Javik, in Mass Effect 3, evokes considerable ire.

It was quite clear that Javik was expected to be a standard character (several things simply don't make sense if you don't interact with him) but they ripped him out specifically for the purposes of creating a downloadable available ON RELEASE DAY.


If it's gotten to the point where most of the positive comments are of the "at least the did something good" kind, then you know something is wrong with the company.

Just because they do some good things doesn't mean that the company is good overall, hence the comments.


Again, I will not defend everything about EA, but I do believe the public perception of the company is worse than can be really justified. Especially since most common complaints about for EA are about industry-wide issues where EA is not the worst offender but seem to take most of the heat.


Because? We know why we think EA is a bad company for the industry. Why should we think otherwise? You're just saying, "I don't like what people are saying." Offer some evidence or make an argument and maybe you'll change a mind or two.


I agree with you. I mean, I wish that Madden were progressing a lot more as a game, but the level of hatred that really singles out EA is really unwarranted.

And you are right that a lot of the problems are really industry-wide.

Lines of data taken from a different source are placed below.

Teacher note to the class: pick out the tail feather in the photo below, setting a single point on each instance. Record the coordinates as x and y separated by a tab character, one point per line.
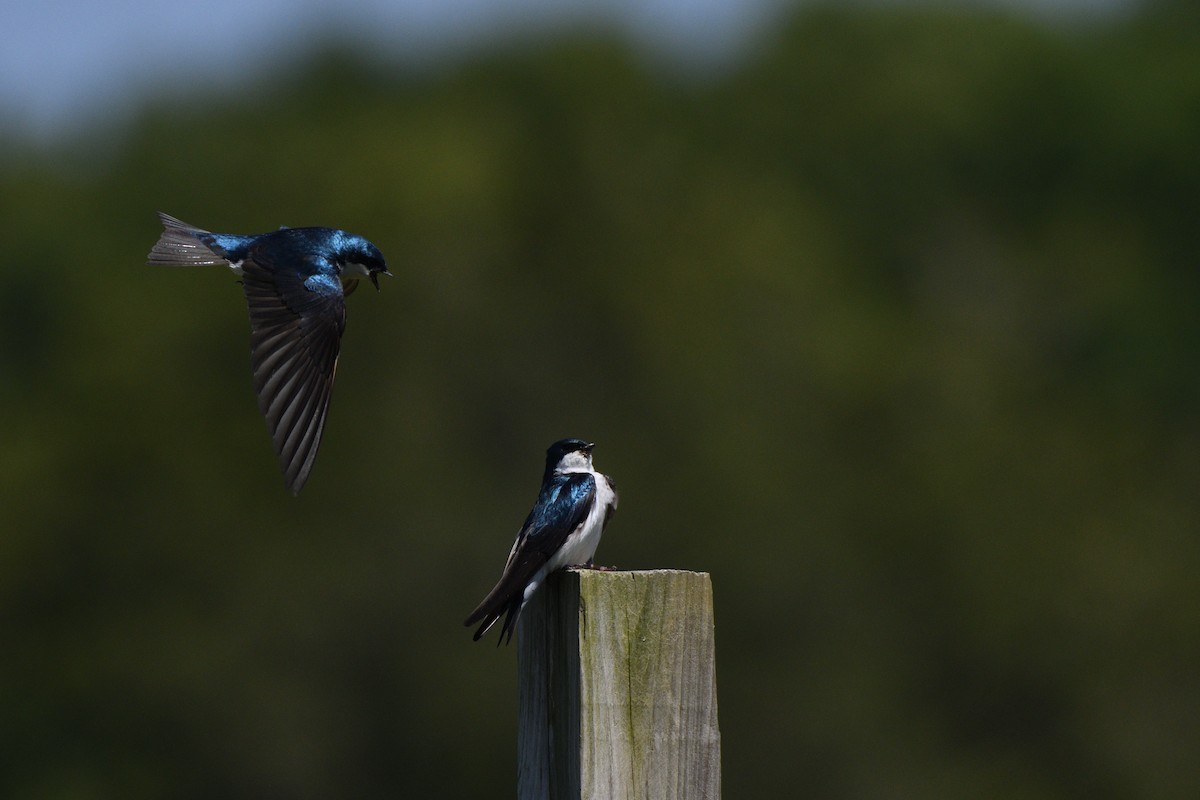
490	613
180	246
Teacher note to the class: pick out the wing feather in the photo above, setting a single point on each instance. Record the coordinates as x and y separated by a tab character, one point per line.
562	506
297	328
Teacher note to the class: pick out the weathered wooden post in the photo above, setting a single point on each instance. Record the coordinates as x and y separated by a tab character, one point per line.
617	689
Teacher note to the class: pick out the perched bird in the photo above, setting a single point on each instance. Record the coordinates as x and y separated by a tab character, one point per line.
295	281
573	509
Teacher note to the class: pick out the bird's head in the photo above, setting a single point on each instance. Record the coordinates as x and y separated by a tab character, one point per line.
360	257
569	456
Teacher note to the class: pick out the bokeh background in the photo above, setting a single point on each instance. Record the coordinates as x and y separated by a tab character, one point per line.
886	314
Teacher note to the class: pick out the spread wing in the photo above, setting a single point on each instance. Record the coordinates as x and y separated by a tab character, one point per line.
561	509
297	324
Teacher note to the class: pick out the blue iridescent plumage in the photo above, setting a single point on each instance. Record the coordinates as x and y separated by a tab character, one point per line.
564	527
295	281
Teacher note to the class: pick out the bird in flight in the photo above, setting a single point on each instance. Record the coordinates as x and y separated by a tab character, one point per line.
563	529
295	281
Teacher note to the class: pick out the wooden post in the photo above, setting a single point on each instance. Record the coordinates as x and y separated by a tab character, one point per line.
617	689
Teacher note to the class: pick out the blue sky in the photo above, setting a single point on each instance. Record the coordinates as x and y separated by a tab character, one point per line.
67	61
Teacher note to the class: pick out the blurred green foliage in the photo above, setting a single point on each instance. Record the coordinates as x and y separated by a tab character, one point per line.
893	328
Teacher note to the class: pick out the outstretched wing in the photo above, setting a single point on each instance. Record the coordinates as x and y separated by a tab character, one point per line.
297	324
562	506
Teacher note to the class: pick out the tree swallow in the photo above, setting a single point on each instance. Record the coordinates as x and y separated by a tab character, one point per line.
297	281
573	509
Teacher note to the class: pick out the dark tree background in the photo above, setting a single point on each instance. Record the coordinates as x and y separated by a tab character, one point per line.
892	326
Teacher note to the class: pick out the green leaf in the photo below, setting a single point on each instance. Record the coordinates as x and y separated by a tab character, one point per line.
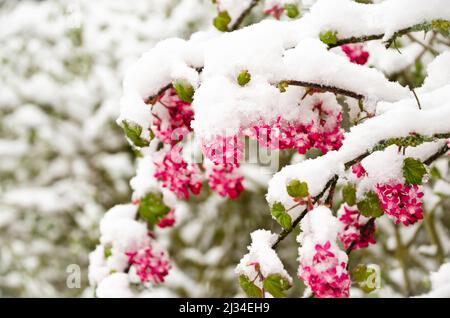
184	91
413	171
249	287
435	173
329	37
292	10
133	132
152	208
275	285
365	277
285	221
297	189
282	86
349	194
222	20
244	77
282	217
370	206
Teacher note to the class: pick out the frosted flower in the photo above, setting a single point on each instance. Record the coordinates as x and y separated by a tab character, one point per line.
359	170
356	53
325	275
223	150
281	135
276	11
168	220
172	121
177	175
354	228
324	133
401	202
150	265
225	181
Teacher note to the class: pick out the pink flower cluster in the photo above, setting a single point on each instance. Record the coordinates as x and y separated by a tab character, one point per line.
324	134
226	183
356	53
168	220
401	202
150	265
325	275
172	122
177	175
276	11
359	170
355	229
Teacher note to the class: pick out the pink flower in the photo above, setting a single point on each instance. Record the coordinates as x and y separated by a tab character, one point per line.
356	53
172	121
150	265
325	275
359	170
168	220
177	175
281	135
275	11
401	202
355	229
324	133
225	181
224	150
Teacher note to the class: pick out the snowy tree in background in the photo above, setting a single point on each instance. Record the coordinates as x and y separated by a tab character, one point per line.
348	98
63	159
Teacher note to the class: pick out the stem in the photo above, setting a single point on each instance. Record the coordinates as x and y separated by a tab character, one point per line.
332	89
331	183
371	37
428	219
402	257
286	232
438	154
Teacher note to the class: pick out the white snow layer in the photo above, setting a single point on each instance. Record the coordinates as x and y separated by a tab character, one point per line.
271	51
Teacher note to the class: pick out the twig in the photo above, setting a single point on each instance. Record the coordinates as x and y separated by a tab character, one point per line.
416	97
327	88
282	235
316	199
244	13
424	45
366	38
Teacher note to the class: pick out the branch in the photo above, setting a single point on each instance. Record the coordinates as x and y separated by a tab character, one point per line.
244	14
366	226
436	155
332	89
430	160
332	182
415	28
316	199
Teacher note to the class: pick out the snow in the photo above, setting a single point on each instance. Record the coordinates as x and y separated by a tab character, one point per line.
397	122
116	285
319	226
294	53
260	251
385	18
440	283
438	73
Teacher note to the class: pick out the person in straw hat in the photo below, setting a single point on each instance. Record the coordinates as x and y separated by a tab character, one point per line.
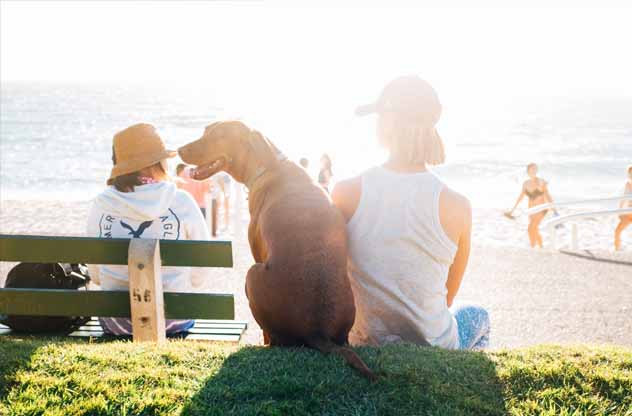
408	233
142	202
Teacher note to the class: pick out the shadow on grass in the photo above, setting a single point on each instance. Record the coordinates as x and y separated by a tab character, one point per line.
414	381
17	352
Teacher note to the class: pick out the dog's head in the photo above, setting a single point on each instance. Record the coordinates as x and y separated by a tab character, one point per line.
232	147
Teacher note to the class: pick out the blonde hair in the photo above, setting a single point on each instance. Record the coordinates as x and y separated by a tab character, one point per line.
411	140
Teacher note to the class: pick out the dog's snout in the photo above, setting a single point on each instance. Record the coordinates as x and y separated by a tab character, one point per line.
185	152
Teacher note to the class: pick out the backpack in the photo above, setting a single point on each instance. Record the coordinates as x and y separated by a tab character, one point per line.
46	276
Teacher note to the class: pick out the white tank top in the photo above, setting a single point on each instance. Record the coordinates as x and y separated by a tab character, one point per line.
399	261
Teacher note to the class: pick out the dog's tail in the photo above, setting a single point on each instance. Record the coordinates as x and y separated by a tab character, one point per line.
353	359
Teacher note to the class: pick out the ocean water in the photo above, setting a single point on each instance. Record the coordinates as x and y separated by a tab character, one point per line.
55	139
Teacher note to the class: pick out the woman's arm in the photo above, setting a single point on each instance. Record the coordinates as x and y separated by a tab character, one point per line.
518	200
455	214
628	189
547	196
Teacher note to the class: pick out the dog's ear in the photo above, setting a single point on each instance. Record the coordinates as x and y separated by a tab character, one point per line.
265	151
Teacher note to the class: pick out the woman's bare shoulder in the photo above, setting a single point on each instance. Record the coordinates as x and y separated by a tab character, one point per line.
346	195
455	213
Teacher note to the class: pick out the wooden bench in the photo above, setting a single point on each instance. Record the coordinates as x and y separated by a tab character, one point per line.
145	303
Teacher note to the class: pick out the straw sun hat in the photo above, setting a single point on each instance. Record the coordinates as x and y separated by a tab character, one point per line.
137	147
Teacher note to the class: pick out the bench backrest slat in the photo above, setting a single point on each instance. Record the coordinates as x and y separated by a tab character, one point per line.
49	302
44	249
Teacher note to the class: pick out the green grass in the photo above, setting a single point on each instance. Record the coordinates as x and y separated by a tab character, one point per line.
56	377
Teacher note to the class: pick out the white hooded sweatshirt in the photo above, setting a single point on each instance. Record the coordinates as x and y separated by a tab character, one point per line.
159	210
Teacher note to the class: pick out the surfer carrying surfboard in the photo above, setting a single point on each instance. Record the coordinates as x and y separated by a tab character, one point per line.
536	190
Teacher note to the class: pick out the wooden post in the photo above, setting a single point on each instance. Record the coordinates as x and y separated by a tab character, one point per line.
214	210
237	207
145	291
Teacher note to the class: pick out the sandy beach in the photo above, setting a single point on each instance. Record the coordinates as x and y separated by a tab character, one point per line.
533	296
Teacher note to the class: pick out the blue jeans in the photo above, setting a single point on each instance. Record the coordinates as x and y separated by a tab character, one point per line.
474	326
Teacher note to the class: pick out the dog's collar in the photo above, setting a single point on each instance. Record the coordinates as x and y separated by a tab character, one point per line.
261	171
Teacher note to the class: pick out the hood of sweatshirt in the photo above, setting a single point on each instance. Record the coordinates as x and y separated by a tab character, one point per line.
147	202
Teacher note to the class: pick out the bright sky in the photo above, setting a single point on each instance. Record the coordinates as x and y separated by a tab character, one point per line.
269	47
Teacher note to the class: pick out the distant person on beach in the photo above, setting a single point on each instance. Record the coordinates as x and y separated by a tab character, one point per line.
408	233
326	173
197	189
222	184
536	189
142	202
626	219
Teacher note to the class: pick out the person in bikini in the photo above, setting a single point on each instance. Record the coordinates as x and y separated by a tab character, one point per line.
536	190
625	219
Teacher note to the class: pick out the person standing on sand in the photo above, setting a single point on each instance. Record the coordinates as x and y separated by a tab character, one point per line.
325	174
536	189
222	184
142	202
197	189
408	233
626	219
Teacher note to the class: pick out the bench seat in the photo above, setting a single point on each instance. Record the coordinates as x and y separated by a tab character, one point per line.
145	303
203	330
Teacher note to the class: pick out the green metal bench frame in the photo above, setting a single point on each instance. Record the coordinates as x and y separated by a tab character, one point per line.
215	311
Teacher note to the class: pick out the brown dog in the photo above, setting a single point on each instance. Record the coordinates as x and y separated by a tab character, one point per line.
298	290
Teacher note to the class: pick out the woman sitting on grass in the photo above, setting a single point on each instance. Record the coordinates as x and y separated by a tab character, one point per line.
142	202
409	234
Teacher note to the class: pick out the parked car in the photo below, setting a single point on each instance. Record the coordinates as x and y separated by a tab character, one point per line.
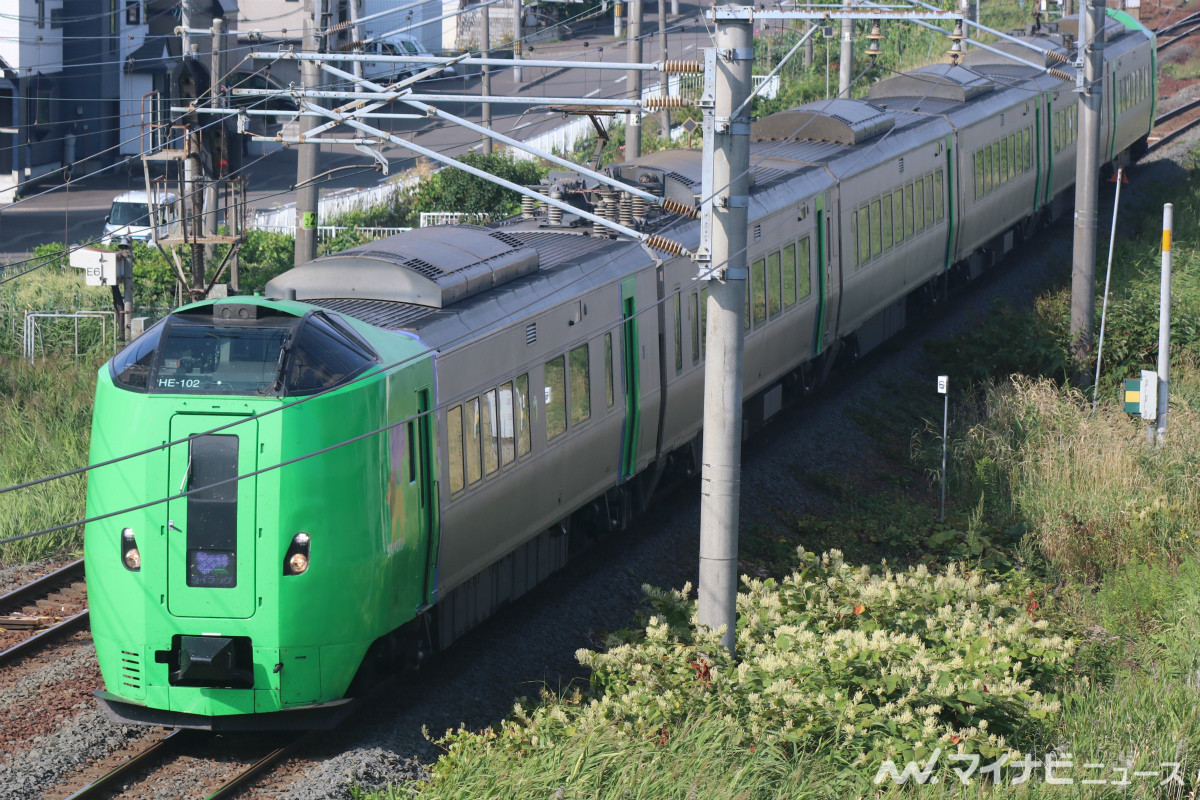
397	44
130	216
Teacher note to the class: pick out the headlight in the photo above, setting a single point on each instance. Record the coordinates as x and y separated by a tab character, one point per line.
297	560
130	555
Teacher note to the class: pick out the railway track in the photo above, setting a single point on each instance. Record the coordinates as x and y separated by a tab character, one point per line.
1167	137
181	751
42	611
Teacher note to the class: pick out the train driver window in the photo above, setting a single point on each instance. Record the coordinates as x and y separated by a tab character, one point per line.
581	385
556	397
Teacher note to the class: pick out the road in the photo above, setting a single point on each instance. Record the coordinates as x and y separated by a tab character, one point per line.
76	211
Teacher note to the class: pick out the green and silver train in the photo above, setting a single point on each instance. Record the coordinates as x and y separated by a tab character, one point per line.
401	438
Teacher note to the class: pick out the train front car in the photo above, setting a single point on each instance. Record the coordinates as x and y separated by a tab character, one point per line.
246	567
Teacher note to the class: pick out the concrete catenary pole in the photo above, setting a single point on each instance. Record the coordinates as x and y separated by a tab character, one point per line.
634	80
1087	174
721	471
486	74
516	38
307	152
846	59
1164	323
664	114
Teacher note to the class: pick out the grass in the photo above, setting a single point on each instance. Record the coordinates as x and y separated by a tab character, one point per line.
45	425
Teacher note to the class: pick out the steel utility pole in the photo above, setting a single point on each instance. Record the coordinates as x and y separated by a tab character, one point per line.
1087	173
726	192
634	80
485	116
846	59
665	114
306	155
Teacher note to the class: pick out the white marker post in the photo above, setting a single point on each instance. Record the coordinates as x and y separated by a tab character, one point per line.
943	384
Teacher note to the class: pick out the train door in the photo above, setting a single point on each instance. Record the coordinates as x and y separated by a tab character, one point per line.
631	374
828	283
211	530
420	474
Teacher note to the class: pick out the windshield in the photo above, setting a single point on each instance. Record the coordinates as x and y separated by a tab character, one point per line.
130	214
258	354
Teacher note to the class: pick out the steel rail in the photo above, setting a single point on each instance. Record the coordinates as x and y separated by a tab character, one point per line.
21	595
232	787
41	637
160	750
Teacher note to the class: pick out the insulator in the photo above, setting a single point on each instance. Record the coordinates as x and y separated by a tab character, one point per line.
664	245
675	206
640	208
625	210
661	101
683	67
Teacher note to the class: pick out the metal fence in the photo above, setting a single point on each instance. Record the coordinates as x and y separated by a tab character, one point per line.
34	330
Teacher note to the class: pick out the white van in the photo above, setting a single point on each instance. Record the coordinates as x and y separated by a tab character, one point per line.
130	216
397	44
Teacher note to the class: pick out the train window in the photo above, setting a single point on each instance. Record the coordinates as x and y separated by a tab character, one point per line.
323	355
678	308
507	429
774	292
521	409
910	218
759	287
918	206
695	336
887	222
939	200
474	471
929	199
789	276
804	286
131	366
864	241
745	318
898	215
556	397
454	449
581	385
876	229
487	429
610	395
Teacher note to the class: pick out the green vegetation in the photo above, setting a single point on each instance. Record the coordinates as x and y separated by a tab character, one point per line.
45	426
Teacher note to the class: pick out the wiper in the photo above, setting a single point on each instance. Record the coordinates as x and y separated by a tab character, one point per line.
277	384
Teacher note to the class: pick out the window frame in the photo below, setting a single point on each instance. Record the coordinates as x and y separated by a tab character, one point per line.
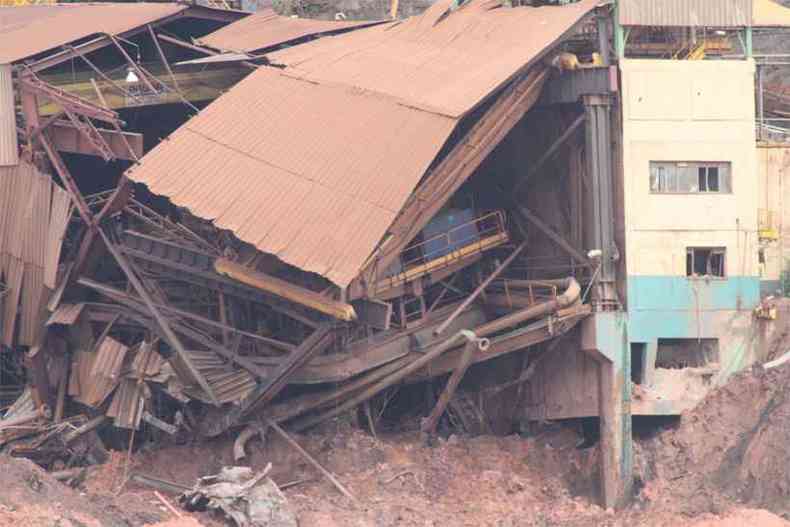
721	251
690	170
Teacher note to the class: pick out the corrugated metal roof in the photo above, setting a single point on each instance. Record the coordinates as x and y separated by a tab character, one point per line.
29	30
716	13
315	170
313	174
66	314
768	13
437	62
266	29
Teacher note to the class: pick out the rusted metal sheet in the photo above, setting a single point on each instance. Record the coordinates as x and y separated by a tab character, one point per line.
69	139
127	404
279	162
66	314
442	61
105	373
266	29
34	213
716	13
29	30
313	170
9	153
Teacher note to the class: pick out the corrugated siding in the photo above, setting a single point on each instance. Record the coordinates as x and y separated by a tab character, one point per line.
266	29
315	169
716	13
9	154
33	217
29	30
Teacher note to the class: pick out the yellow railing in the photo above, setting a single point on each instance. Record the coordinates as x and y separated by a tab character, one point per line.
445	249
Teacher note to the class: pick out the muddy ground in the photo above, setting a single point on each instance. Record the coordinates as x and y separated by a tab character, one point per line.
724	464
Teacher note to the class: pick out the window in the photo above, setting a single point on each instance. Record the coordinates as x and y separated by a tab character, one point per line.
675	177
706	261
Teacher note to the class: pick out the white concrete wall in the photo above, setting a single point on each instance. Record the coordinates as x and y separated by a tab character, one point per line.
689	111
774	196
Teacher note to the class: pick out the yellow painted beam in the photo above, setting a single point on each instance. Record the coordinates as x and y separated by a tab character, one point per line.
288	291
194	86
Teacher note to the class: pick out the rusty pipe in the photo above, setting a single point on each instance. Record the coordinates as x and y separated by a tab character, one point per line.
417	364
569	297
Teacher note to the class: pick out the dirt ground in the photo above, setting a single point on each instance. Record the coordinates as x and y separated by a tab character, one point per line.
724	465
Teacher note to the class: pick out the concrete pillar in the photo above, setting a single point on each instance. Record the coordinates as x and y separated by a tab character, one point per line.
604	336
9	153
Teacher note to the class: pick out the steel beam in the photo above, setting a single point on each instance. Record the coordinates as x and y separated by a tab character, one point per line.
470	152
184	367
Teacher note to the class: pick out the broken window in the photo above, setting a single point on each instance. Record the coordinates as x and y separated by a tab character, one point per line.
689	178
706	261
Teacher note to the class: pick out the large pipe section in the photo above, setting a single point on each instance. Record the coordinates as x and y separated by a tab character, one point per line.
9	153
569	297
434	353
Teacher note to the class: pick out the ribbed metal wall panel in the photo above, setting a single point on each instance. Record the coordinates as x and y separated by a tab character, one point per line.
715	13
8	145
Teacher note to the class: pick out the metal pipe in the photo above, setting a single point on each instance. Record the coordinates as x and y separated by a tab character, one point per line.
471	298
569	297
451	342
428	425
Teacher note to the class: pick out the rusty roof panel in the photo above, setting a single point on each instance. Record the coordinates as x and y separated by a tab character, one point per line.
105	373
314	168
284	165
266	29
29	30
716	13
437	61
66	314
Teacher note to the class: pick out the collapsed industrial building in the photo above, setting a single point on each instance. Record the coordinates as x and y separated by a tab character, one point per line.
217	221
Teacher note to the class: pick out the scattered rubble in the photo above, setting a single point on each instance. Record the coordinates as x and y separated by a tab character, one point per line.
248	499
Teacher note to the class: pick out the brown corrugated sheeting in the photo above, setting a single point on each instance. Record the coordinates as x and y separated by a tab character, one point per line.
266	29
313	174
716	13
105	371
34	213
29	30
314	169
66	314
441	61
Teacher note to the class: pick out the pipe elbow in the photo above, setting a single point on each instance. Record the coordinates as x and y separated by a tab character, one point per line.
571	295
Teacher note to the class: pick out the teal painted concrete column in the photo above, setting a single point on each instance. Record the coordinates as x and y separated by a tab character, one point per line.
619	33
605	336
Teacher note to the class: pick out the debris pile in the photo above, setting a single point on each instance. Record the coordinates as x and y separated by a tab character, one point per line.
248	499
733	447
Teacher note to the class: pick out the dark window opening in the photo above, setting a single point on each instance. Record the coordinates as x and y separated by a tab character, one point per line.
676	177
637	362
687	353
706	261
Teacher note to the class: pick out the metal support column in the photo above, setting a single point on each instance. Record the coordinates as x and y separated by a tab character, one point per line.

I really hope that this pay-to-win system can start to fade away again.


Are the anecdotes detailing consistent 80+ hour death marches near the end of project cycles accurate?


Overall in the entire game industry it is unfortunately very prevalent. But EA gets treated as if it is the one and only company responsible for this. During my time at EA (3.5 years, two releases) I have seen some crunch, but definitely not on that level.


Would you say EA is having a net net positive impact on culture and the world?


I'm shocked they didn't add this as DLC lol


This is great and I'm really quite impressed and pleased to hear about games I've worked on (Need for Speed) being played this way.

Accessibility is something that can be really difficult to get enough focus on during development even when a few people are aware and care.

For my own sake I'm just glad that some recent games (such as Battlefield) have added colour blind modes.


Also would be great if games that use a lot of text could have an advanced option where the game would call an external script(or have modding support) with the text and some metadata. I was hacking at OpenMw (a Morowind open source engine) and experimenting with having teh dialogs,books,tooltips read using Text To Speech. I think it is important to allow the flexibility and not built the TTS into the game,



Please don't do single-purpose accounts on HN.